Summary of current research 

  • We are investigating the role of non-coding RNA (ncRNA) molecules in PDAC development, cancer stem cell (CSC) formation and metastasis. It has been recognised that ncRNAs are involved in several diseases and cancers, but their role in PDAC remains poorly characterised. Their impressive tissue and cancer specificity makes them exceptional biomarkers and possible therapeutic targets.
  • The DNA damage repair pathway is one of the core signaling pathways which is dysregylated in PDAC, and this is associated with chemoresistance. We are now investigating this particular pathway in order to develop new therapeutic strategies to  overcome resistance to therapy.
  • We are also using ChIP-seq (sequencing protein interactions with DNA) for a number of histone marks and transcription factors in order to understand the epigenetic reprogramming of PDAC cells and discover important enhancer elements that drive PDAC and metastasis.
  • In addition, we are closely collaborating with Dr Armando del Rio Hernandez from the Department of Bioengineering at Imperial) to understand the role of mechanotransdution between the tumour and the fibrotic stroma (desmoplasia) in driving PDAC progression. 

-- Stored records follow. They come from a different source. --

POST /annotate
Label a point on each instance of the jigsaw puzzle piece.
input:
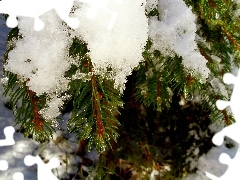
(44, 170)
(233, 172)
(36, 8)
(8, 132)
(3, 165)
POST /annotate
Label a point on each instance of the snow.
(115, 41)
(174, 32)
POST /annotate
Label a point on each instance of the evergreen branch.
(95, 102)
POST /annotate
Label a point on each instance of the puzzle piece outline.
(229, 131)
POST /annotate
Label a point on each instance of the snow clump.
(116, 36)
(174, 32)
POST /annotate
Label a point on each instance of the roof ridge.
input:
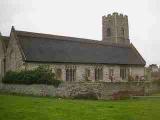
(68, 38)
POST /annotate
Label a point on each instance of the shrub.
(40, 75)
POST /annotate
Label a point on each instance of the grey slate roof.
(60, 49)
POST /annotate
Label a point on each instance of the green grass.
(39, 108)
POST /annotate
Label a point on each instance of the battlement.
(115, 28)
(118, 15)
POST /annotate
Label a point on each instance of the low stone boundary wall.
(97, 90)
(37, 90)
(100, 90)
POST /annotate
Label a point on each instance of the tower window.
(108, 32)
(98, 74)
(122, 32)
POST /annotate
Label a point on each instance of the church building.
(112, 59)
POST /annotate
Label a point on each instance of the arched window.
(122, 32)
(58, 74)
(108, 32)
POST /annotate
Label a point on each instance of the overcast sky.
(82, 18)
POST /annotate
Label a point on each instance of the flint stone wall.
(101, 90)
(36, 90)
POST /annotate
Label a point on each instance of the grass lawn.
(38, 108)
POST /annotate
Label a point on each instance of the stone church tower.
(115, 29)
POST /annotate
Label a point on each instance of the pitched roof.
(61, 49)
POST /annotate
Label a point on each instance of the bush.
(40, 75)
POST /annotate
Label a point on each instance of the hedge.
(40, 75)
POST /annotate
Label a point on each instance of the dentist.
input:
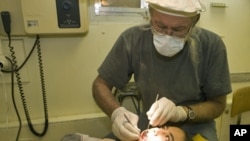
(185, 64)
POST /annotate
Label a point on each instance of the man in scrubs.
(171, 57)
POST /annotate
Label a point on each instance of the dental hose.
(20, 87)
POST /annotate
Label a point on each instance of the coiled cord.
(20, 87)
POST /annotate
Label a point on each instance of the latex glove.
(123, 129)
(165, 110)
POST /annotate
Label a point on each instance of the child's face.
(163, 134)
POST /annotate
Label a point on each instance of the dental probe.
(157, 96)
(128, 119)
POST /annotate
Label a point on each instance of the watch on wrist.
(190, 113)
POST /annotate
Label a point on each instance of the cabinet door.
(226, 121)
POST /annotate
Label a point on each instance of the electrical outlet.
(18, 45)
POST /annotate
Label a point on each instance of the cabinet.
(223, 123)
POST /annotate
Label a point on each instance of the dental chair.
(240, 102)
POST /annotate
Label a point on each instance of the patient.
(166, 133)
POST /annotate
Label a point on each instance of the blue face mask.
(168, 45)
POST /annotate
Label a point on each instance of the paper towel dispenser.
(47, 16)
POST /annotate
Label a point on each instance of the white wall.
(70, 63)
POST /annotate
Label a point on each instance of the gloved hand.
(165, 110)
(122, 128)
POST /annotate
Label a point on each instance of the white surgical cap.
(183, 8)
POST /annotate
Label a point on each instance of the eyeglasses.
(172, 32)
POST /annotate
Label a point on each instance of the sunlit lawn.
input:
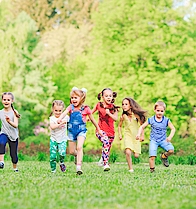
(35, 187)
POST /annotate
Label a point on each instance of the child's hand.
(168, 139)
(7, 118)
(100, 132)
(107, 111)
(59, 121)
(141, 139)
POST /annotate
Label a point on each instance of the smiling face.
(107, 96)
(75, 100)
(57, 110)
(126, 105)
(7, 101)
(159, 111)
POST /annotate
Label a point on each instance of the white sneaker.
(100, 163)
(106, 167)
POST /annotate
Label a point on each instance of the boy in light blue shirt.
(158, 137)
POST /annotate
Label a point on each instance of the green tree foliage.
(143, 49)
(52, 13)
(23, 72)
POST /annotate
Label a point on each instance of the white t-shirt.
(59, 134)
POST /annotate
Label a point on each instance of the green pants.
(55, 149)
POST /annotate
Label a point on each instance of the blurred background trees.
(141, 49)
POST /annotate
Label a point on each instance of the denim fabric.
(76, 126)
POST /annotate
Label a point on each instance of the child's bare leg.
(152, 163)
(1, 157)
(167, 154)
(128, 158)
(72, 148)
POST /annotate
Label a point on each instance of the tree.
(143, 49)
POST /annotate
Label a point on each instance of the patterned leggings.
(57, 148)
(106, 145)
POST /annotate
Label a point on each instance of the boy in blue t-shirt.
(158, 137)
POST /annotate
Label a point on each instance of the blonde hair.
(58, 103)
(80, 93)
(12, 106)
(160, 103)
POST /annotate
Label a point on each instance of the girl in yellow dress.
(133, 116)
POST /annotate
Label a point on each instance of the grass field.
(35, 187)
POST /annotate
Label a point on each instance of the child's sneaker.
(165, 161)
(106, 167)
(1, 165)
(79, 172)
(63, 167)
(100, 163)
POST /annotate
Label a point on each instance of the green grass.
(35, 187)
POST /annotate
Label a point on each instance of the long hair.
(114, 94)
(58, 103)
(12, 106)
(136, 109)
(80, 93)
(160, 103)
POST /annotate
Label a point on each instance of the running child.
(158, 137)
(77, 124)
(108, 114)
(58, 138)
(9, 130)
(133, 116)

Imperial Pancreatic Cancer Research Network

Established in 2015, we aim to foster collaboration, increase synergies, and develop multi-disciplinary projects between pancreatic cancer researchers at Imperial College. This initiative facilitates the pooling of knowledge and resources from different departments, and will enable us to expand and build on our successes. We believe that consolidating our strengths – excellence in basic science research and the highest quality clinical care – in this way will improve outcomes for patients.